Lorn residents packed the council chambers last night cheering the adoption of recommendations that give them hope of banishing noisy and dirty bats.
Residents vied for every vantage point, sitting on the floor and standing, inside and out – about 70 people.
Councillor Arch Humphery successfully moved three items that will see council take the fight to the ministers for environment, health and education.
“Never have I had an issue that has brought people to tears like this and to the point of begging,” he said. “This is a very serious issue that needs to be pursued vigorously.”
Cr Lisa Tierney seconded the motion.

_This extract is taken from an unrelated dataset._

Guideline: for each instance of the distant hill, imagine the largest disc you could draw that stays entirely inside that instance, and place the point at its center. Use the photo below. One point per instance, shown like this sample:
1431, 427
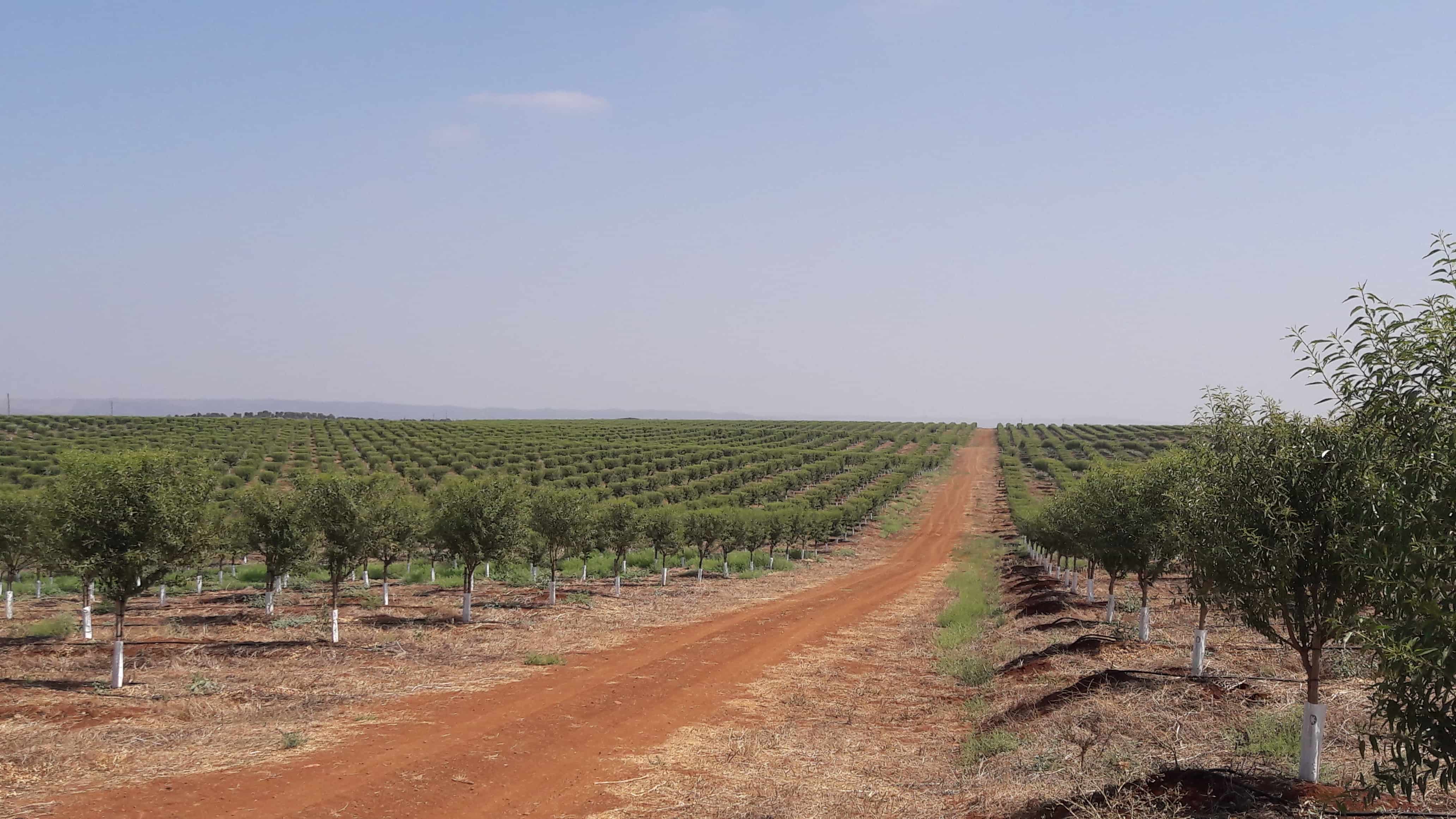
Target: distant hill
340, 408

Cr Henry Meskauskas successfully moved a sixth point that the federal representatives of the concerned portfolios be approached firing a broadside at all ministers concerned.
“You voted for them and at the end of the day they go missing,” he said. “I’m sad that it has taken so long to get to this point and that is has depended on the plan of management (PoM).”
The report to council last night recommended a council briefing be held once the draft PoM was in hand and that a community briefing follow soon after in April.
The final PoM is due May which will then be presented to the both tiers of government.
Cr Loretta Baker spoke of her frustration given the PoM was initiated four months earlier.
“I’m conscious this is not the actual plan we’re talking about only the precursor,” she said. “What we need is political will – we can’t have them say ‘you can’t do that’ – you have to say what we can do.”
Cr Ray Fairweather said he’d received numerous “heart wrenching” emails on the matter.
“This is one of the largest gatherings I have seen in my 35 years on council,” he said. “I’m not hanging my hat on the management plan holding all the answers.
“I fully support Cr Humphery’s motion; it has given the report’s recommendation more teeth.”
Cr Ken Wethered said more haste was needed to end the nightmare.
“Wheels tend to move slowly in these things but the wheels of government tend to move even slower,” he said.
Cr Bob Geoghegan urged residents to write to their members to appeal the determination the bats and flying foxes be protected and the laws governing this.
“I can’t understand why these flying foxes are classified as a vulnerable species,” he said.